In the novel’s foreword, the fictional John Ray, Jr., Ph.D., explains the strange story that will follow. According to Ray, he received the manuscript, entitled Lolita, or the Confession of a White Widowed Male, from the author’s lawyer. The author himself, known by the pseudonym of Humbert Humbert (or H. H.), died in jail of coronary thrombosis while awaiting a trial. Ray asserts that while the author’s actions are despicable, his writing remains beautiful and persuasive. He also indicates that the novel will become a favorite in psychiatric circles as well as encourage parents to raise better children in a better world.
In the manuscript, Humbert relates his peaceful upbringing on the Riviera, where he encounters his first love, the twelve-year-old Annabel Leigh. Annabel and the thirteen-year-old Humbert never consummate their love, and Annabel’s death from typhus four months later haunts Humbert. Although Humbert goes on to a career as a teacher of English literature, he spends time in a mental institution and works a succession of odd jobs. Despite his marriage to an adult woman, which eventually fails, Humbert remains obsessed with sexually desirable and sexually aware young girls. These nymphets, as he calls them, remind him of Annabel, though he fails to find another like her. Eventually, Humbert comes to the United States and takes a room in the house of widow Charlotte Haze in a sleepy, suburban New England town. He becomes instantly infatuated with her twelve-year-old daughter Dolores, also known as Lolita. Humbert follows Lolita’s moves constantly, occasionally flirts with her, and confides his pedophiliac longings to a journal. Meanwhile, Charlotte Haze, whom Humbert loathes, has fallen in love with him. When Charlotte sends Lolita off to summer camp, Humbert marries Charlotte in order to stay near his true love. Humbert wants to be alone with Lolita and even toys with the idea of killing Charlotte, but he can’t go through with it. However, Charlotte finds his diary and, after learning that he hates her but loves her daughter, confronts him. Humbert denies everything, but Charlotte tells him she is leaving him and storms out of the house. At that moment, a car hits her and she dies instantly.

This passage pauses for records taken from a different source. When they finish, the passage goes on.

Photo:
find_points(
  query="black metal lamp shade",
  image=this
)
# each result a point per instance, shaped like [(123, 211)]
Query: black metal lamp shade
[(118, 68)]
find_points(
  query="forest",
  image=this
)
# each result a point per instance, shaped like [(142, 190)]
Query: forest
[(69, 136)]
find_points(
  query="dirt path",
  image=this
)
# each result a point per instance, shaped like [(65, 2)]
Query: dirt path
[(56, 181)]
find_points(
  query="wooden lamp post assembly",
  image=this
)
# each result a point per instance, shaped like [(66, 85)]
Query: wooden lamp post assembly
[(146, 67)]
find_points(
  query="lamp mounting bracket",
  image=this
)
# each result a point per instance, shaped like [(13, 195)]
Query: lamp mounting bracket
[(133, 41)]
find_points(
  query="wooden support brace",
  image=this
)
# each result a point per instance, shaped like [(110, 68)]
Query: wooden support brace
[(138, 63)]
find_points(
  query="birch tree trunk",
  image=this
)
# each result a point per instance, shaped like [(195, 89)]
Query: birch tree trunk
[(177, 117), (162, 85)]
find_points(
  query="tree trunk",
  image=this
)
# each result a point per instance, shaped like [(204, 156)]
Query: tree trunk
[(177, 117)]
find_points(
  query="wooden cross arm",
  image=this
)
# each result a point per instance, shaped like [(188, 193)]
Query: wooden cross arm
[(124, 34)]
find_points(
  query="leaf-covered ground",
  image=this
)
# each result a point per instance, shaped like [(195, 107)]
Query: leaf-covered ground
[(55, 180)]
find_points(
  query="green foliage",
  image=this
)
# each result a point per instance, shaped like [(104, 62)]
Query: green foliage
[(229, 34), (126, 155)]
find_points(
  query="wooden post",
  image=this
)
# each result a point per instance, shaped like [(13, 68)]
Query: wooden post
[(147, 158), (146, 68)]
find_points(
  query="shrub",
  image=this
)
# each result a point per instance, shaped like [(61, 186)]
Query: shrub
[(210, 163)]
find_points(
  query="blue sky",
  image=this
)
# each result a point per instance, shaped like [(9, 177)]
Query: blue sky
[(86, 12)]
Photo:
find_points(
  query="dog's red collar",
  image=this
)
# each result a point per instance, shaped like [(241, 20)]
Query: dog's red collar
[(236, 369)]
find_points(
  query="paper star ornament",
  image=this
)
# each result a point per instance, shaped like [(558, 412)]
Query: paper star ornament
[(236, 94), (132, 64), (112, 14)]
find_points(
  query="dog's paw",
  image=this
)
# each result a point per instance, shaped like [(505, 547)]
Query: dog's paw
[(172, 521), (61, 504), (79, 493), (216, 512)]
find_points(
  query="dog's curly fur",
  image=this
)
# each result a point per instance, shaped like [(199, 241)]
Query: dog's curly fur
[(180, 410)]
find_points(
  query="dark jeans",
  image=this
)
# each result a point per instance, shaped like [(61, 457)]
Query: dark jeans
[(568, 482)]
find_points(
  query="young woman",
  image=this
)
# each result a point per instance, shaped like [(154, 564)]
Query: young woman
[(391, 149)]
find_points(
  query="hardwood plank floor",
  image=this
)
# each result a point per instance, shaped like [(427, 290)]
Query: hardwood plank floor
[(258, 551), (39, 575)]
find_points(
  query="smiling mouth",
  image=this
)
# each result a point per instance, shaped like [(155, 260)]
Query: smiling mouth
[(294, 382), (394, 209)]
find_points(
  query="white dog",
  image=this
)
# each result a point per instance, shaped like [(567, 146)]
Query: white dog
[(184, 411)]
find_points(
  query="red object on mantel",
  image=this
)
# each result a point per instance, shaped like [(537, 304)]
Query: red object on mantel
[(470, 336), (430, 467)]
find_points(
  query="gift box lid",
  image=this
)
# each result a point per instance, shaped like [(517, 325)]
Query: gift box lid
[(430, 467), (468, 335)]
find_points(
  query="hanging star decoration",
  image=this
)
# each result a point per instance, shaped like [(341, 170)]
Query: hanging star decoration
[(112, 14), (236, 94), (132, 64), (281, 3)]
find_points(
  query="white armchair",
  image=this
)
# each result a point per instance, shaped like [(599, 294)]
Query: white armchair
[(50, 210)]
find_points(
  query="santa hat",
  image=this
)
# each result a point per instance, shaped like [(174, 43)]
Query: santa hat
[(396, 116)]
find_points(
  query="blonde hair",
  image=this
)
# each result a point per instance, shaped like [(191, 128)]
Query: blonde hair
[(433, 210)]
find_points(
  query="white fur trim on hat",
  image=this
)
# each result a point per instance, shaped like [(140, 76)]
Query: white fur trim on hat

Humbert goes to the summer camp and picks up Lolita. Only when they arrive at a motel does he tell her that Charlotte has died. In his account of events, Humbert claims that Lolita seduces him, rather than the other way around. The two drive across the country for nearly a year, during which time Humbert becomes increasingly obsessed with Lolita and she learns to manipulate him. When she engages in tantrums or refuses his advances, Humbert threatens to put her in an orphanage. At the same time, a strange man seems to take an interest in Humbert and Lolita and appears to be following them in their travels.
Humbert eventually gets a job at Beardsley College somewhere in the Northeast, and Lolita enrolls in school. Her wish to socialize with boys her own age causes a strain in their relationship, and Humbert becomes more restrictive in his rules. Nonetheless, he allows her to appear in a school play. Lolita begins to behave secretively around Humbert, and he accuses her of being unfaithful and takes her away on another road trip. On the road, Humbert suspects that they are being followed. Lolita doesn’t notice anything, and Humbert accuses her of conspiring with their stalker.
Lolita becomes ill, and Humbert must take her to the hospital. However, when Humbert returns to get her, the nurses tell him that her uncle has already picked her up. Humbert flies into a rage, but then he calms himself and leaves the hospital, heartbroken and angry.
For the next two years, Humbert searches for Lolita, unearthing clues about her kidnapper in order to exact his revenge. He halfheartedly takes up with a woman named Rita, but then he receives a note from Lolita, now married and pregnant, asking for money. Assuming that Lolita has married the man who had followed them on their travels, Humbert becomes determined to kill him. He finds Lolita, poor and pregnant at seventeen. Humbert realizes that Lolita’s husband is not the man who kidnapped her from the hospital. When pressed, Lolita admits that Clare Quilty, a playwright whose presence has been felt from the beginning of the book, had taken her from the hospital. Lolita loved Quilty, but he kicked her out when she refused to participate in a child pornography orgy. Still devoted to Lolita, Humbert begs her to return to him. Lolita gently refuses. Humbert gives her 4,000 dollars and then departs. He tracks down Quilty at his house and shoots him multiple times, killing him. Humbert is arrested and put in jail, where he continues to write his memoir, stipulating that it can only be published upon Lolita’s death. After Lolita dies in childbirth, Humbert dies of heart failure, and the manuscript is sent to John Ray, Jr., Ph.D.